Before and After Harvey Images Show Impact of Sediment on West Fork Flooding
Below are two videos taken by Jim Zura of Zura Productions before and after Harvey. Together with other still images, flooding statistics and the Army Corps’ Value Engineering report, they demonstrate how radically Harvey transformed the West Fork. As you review these, keep in mind that the proposed new high-rise development in this area based its engineering on pre-Harvey assumptions.
Zura, a videographer and local drone pilot, shot this first video in 2016. River Grove Park looked pristine. Beyond it, a massive clear cut area surrounds an idyllic little lake. This is where a developer plans to build a high-rise resort around a marina. The drone then rotates to reveal a river without blockages downstream, or in front of the boat docks. In just 18 months, everything would radically change.
River Grove Before Harvey and the Sand
Hurricane Harvey brought with it massive rainfalls that washed sediment downstream, clogging the West Fork. Onshore, they reached up to five feet and stretched 450 feet inland.
Result: a park that normally floods once every over year flooded six times in one year – three times in the last month alone – 12X greater than normal.

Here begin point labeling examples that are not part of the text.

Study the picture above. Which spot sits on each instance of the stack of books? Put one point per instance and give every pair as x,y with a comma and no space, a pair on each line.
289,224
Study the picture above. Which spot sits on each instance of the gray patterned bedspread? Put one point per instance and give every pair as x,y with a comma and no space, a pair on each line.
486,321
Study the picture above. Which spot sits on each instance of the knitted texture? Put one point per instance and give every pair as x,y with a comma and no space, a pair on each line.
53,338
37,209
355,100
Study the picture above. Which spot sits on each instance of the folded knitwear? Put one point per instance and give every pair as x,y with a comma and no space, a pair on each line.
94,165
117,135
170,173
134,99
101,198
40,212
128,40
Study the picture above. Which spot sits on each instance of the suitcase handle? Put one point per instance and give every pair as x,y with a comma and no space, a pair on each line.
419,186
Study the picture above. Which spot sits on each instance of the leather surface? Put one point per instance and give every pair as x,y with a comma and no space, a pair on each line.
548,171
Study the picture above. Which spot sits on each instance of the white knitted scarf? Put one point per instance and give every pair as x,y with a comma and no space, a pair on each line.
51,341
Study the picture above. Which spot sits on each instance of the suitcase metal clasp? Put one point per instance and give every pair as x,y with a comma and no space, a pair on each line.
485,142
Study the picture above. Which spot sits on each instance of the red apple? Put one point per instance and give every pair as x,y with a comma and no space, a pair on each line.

The Reason for Increased Flooding Frequency
It’s called reduced conveyance of the river. The Army Corps documented this in its Value Engineering Study. Here are some shots I took after Harvey from a helicopter. Consider them within the context of the videos above and below. You will understand why River Grove has been near-continuously inundated for a month. I wonder how the owners of luxury high-rise condos would feel about not being able to access their property for that long.
I fail to see how the high-rise developer filling in hundreds of additional acres of floodplain with 12-feet of fill could have zero net impact. If every engineering survey ever submitted for a flood plain development were correct, the world would have no flooding problems.